16Chez Klimrath, la « période » est également pensée comme le cadre adapté à une histoire totale du droit français. Le jeune juriste s’interroge, en effet, sur la meilleure façon d’exposer l’état du droit français pour chacune des périodes étudiées. Les préoccupations méthodologiques accompagnent, une fois encore, chacun de ses pas. Dans son enquête, il se révèle un lecteur assidu des juristes allemands en cherchant à évaluer les méthodes d’exposition retenues pour certaines questions de droit74. Klimrath s’engage, quant à lui, dans une voie particulièrement ambitieuse : l’histoire du droit se doit à l’avenir de rendre compte de « tout le droit et rien que le droit ». « Sources du droit, droit politique, droit civil, droit criminel, droit canon, ni plus ni moins, voilà l’objet de nôtre étude à chaque époque »75. Reprenant la distinction de Leibniz, généralement admise en Allemagne, entre « histoire externe (ou extérieure) » et « histoire interne (intérieure) », Klimrath rappelle à plusieurs reprises que le véritable progrès est de ne jamais séparer ces deux parties. Pour chaque période, il est indispensable, en premier lieu, de présenter les sources du droit (« lois, codes et ordonnances, ouvrages des jurisconsultes, arrêts des tribunaux ») ainsi que les grands événements, faits politiques et sociaux qui en expliquent la formation. Il s’agit là de « l’histoire externe ». Klimrath condamne, à cet égard, fermement les travaux contemporains exclusivement centrés sur une telle histoire, introductions décevantes et inutiles aux sources du droit. Les efforts de l’historien doivent également s’orienter vers le « droit lui-même, [les] diverses formes qu’il a successivement affectées, [les] modifications qu’il a subies »76. Toutes les branches du droit (droit politique, droit civil, droit criminel et droit canon), leurs dispositions respectives ne doivent être omises dans cette partie de « histoire interne ». De cette histoire totale seule peut émerger la compréhension de « l’esprit profond, la signification véritable du droit actuel, dernier produit de cette histoire »77.

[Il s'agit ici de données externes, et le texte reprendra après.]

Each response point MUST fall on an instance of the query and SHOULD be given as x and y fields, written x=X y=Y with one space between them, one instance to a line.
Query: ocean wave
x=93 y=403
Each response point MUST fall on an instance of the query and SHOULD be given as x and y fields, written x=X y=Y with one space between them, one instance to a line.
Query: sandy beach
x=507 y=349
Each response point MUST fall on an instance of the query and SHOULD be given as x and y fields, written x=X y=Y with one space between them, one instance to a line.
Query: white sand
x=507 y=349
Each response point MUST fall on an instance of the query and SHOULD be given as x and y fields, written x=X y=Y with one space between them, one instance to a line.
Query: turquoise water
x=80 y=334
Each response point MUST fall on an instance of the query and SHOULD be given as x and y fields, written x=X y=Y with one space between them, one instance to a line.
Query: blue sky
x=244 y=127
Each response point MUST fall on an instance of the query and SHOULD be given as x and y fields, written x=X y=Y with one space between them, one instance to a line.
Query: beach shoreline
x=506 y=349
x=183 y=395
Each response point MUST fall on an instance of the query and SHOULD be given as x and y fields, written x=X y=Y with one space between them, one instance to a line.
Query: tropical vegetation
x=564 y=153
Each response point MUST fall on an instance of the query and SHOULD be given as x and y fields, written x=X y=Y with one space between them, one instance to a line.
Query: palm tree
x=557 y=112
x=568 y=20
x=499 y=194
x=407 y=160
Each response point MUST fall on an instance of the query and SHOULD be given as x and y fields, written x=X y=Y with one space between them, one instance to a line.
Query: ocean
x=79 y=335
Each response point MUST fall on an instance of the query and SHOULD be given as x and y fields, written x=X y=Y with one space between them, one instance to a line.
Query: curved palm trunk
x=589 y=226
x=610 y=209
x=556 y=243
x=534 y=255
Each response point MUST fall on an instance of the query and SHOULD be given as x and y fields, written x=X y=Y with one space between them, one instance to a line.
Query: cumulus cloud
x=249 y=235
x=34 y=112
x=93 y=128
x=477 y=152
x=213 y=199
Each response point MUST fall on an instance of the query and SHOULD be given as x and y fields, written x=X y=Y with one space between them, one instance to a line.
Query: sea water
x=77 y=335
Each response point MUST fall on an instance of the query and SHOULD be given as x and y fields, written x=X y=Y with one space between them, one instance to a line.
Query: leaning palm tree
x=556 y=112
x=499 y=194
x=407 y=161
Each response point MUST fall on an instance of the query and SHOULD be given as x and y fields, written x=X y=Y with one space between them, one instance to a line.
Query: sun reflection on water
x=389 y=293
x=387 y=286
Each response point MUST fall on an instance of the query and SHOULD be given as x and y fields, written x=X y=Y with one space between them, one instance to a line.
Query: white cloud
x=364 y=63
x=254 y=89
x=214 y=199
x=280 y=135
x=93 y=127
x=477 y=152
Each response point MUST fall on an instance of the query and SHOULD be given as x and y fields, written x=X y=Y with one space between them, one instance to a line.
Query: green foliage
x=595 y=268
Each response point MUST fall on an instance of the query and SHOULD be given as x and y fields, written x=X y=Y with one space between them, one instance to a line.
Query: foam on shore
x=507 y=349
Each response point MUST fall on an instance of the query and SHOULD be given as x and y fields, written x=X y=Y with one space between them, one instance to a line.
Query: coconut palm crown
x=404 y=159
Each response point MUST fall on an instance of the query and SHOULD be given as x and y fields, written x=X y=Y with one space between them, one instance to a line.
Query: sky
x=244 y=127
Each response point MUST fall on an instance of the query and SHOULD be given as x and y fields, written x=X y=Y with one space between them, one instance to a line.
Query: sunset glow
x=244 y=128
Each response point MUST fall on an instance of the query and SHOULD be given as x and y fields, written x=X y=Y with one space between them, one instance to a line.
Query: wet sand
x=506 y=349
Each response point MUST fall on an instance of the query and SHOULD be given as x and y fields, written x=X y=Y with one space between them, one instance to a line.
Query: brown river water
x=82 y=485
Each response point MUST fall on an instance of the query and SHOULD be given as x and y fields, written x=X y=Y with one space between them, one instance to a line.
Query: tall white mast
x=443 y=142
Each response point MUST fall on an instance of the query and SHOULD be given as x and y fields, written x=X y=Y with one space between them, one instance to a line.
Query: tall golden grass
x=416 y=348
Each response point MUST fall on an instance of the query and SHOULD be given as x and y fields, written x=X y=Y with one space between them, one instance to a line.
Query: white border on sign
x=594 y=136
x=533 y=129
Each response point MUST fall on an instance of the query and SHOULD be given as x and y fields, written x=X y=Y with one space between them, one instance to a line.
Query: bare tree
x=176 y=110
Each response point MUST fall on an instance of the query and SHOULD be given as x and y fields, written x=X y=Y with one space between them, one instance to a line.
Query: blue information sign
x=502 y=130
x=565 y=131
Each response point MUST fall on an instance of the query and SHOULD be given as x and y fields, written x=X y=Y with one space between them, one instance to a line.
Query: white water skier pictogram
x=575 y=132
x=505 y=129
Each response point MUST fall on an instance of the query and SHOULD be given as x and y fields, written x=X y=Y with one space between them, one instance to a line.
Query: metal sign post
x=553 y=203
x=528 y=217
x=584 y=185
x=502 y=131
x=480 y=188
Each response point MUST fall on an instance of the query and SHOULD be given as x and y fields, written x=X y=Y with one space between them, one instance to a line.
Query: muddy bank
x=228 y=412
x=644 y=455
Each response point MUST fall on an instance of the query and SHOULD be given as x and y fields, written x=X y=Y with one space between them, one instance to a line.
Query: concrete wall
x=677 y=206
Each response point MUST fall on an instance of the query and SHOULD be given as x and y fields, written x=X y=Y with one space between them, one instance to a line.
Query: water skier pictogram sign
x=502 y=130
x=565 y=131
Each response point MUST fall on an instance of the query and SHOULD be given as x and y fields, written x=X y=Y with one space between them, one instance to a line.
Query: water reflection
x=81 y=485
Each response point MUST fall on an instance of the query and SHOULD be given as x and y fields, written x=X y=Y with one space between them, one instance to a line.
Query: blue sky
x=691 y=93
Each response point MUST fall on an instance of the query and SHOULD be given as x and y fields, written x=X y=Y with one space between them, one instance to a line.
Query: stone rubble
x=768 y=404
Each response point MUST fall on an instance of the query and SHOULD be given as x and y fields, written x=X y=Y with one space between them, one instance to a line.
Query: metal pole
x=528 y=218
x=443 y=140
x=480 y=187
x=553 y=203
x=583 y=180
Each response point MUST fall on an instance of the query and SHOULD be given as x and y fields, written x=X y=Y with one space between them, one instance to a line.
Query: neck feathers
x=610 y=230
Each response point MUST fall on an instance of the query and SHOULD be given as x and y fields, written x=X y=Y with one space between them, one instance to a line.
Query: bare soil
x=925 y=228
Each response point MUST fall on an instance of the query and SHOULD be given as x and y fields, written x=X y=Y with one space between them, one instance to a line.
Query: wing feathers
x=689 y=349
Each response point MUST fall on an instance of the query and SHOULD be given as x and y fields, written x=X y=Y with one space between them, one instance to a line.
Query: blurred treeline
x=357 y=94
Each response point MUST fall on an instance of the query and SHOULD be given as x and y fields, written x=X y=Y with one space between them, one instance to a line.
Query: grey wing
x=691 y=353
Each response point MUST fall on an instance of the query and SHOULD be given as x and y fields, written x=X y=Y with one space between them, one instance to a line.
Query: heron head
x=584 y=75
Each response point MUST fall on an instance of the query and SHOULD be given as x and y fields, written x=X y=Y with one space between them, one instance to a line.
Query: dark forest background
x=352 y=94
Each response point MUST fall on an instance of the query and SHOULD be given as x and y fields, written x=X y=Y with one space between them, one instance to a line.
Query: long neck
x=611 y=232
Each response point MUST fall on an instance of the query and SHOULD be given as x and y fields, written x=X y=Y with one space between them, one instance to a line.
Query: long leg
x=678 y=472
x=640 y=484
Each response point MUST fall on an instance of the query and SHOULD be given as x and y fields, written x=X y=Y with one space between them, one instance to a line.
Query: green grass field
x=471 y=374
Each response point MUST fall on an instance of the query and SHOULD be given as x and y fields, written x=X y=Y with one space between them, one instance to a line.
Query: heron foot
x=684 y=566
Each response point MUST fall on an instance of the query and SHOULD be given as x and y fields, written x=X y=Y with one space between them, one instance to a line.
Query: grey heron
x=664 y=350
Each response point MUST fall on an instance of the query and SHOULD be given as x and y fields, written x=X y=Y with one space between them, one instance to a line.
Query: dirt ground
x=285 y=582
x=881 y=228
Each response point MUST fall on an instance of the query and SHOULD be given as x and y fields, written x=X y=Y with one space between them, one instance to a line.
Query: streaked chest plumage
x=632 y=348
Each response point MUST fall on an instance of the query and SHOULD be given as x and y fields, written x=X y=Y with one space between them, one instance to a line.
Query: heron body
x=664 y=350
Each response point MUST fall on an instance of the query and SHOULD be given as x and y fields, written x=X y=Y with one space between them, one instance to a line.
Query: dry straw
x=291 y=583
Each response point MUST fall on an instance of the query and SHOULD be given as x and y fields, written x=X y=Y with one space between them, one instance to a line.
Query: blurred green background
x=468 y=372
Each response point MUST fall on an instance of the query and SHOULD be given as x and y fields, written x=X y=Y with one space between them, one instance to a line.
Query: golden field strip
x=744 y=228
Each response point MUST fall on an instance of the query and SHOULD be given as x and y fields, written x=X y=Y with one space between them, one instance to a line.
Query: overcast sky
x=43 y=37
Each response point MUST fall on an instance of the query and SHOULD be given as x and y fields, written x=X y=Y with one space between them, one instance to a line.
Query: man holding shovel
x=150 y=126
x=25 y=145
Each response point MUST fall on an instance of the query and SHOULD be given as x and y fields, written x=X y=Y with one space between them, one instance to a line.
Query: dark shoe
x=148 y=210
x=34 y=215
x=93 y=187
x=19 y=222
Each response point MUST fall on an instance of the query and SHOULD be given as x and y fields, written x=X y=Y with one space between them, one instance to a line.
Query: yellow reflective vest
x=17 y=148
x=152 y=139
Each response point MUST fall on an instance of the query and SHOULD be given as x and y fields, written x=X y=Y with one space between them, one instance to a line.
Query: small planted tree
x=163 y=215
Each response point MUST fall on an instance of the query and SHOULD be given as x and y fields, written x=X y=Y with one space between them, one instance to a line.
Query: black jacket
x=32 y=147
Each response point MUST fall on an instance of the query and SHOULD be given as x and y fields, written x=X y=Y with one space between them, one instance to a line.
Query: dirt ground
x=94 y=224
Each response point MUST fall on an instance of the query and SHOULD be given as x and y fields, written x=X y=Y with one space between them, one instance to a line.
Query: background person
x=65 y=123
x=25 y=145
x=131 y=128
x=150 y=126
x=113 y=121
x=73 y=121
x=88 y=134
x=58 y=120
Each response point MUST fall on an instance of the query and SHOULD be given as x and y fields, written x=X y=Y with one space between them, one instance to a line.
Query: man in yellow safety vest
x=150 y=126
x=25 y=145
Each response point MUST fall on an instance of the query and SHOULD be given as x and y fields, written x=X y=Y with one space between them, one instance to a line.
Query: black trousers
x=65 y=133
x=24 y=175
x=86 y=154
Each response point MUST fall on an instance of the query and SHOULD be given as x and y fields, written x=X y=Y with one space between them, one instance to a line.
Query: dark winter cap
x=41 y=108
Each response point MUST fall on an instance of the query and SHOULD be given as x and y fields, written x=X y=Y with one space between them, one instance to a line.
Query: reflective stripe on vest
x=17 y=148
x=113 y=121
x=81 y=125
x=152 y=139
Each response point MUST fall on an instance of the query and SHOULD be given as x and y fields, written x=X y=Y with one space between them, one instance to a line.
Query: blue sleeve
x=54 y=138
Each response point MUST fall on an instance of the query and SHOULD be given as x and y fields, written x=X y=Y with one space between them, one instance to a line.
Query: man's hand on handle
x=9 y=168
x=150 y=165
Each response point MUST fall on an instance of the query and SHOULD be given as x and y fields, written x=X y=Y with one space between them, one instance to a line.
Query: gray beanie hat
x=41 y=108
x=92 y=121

17Retracer la « physionomie propre de chaque siècle et le développement simultané de toutes les parties du droit, d’époques en époques »78 : telle est, en définitive, la tâche à poursuivre inlassablement. De sa réalisation dépend le succès futur de « l’institution historique au droit ». Le programme ainsi tracé ne sera malheureusement pas exécuté par son concepteur. La mort le frappe, le 31 août 1837. Klimrath a néanmoins livré, de novembre 1833 à mai 1834, une première illustration de sa démarche dans un cours libre d’histoire du droit français ouvert à Strasbourg. Devant les auditeurs, il explique cette « condition de l’histoire » propre aux institutions sociales79. Recommandé par le professeur Jacques Frédéric Rauter et son collègue, le député du Haut-Rhin Hartmann, un proche de Lagarmitte80, Klimrath obtiendra d’ailleurs, peu de temps avant son décès, de Guizot et Salvandy la promesse de la création d’une chaire d’histoire droit français. Il faut attendre 1843 pour découvrir une version élaborée, malheureusement incomplète, de son projet historiographique. L.A. Warnkœnig, rencontré à Heidelberg, et la mère du défunt, H.L. Schertz, publient à cette date les deux premiers livres (« Les origines » et « Les Barbares et l’empire franc ») de son Histoire du droit public et privé de la France81.
III – « Géographie de la france coutumière » : décrire et représenter l’identité du droit coutumier.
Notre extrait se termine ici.